The dialogue feels like it was improvised by people who had just been told what a movie was ten minutes before filming. You can practically hear the director behind the camera whispering, “Just talk. Be natural.” The result is scenes that feel like conversations you accidentally overhear while waiting in line at CVS: mildly interesting for 30 seconds, then excruciating.
By the time we get to the film’s limp conclusion—spoiler: Lucky maybe starts to slightly care about his kid—you’re left wondering what the hell the point of any of it was.

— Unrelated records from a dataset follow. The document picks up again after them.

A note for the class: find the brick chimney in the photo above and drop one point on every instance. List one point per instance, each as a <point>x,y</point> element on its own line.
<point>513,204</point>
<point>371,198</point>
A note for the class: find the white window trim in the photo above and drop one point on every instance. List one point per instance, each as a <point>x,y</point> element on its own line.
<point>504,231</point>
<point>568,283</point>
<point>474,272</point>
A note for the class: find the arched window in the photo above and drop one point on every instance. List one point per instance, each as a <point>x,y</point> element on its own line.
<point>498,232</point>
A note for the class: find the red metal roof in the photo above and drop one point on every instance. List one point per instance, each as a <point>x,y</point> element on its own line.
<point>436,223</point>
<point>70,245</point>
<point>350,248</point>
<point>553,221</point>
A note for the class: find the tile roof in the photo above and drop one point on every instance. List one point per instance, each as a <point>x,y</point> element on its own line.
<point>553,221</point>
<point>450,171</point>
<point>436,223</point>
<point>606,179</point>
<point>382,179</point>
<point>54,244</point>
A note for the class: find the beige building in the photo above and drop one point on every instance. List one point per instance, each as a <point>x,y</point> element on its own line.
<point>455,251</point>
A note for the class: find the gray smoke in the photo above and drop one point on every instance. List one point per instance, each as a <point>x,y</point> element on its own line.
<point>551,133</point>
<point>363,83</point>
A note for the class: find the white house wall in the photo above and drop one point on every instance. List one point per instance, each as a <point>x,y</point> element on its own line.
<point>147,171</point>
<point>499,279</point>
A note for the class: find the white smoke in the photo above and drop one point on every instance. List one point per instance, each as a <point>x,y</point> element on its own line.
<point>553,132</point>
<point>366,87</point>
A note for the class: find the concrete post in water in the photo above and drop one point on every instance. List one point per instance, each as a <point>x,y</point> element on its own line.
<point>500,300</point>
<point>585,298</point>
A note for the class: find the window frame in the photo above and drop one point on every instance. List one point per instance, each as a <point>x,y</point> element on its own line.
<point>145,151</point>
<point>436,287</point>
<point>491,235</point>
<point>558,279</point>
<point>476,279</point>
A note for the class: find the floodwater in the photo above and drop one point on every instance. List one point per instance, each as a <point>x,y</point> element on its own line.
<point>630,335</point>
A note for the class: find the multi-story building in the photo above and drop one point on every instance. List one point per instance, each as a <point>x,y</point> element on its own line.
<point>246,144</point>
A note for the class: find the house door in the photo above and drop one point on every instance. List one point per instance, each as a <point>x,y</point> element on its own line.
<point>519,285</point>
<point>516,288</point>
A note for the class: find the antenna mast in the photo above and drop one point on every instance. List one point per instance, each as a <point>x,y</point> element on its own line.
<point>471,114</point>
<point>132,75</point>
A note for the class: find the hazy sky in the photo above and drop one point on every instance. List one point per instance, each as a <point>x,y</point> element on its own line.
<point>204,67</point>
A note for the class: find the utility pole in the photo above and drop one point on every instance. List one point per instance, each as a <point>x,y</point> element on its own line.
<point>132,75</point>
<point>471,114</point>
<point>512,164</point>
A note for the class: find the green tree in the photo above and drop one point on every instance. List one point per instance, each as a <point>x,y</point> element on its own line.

It’s like Baker had a powerful idea (“What if a street hustler had to become a dad?”) and then decided not to write a second draft. Or a first.
And don’t come at me with “But it’s a slice of life!” I’ve seen slices of life. This one’s mostly gristle. It’s undercooked and overindulgent, a film that mistakes monotony for meaning. Yes, life is chaotic, messy, and often unresolved. But that doesn’t mean your movie has to be, too. There’s realism, and then there’s just filming people walk around yelling and calling it art.
Final Verdict?
Prince of Broadway is a case study in indie cinema’s most annoying habits: handheld cameras that induce nausea, plots that refuse to start, characters who confuse “flawed” with “insufferable,” and the kind of raw “realism” that makes you miss the clean, sanitized lies of Hollywood. If you’re looking for a nuanced portrait of immigration, fatherhood, and hustle in New York City—keep looking. This ain’t it. Watch it if you’re a die-hard Sean Baker completist or if you’ve recently lost a bet. Everyone else? Buy a fake Louis Vuitton bag and stare at it for two hours. You’ll get more out of it.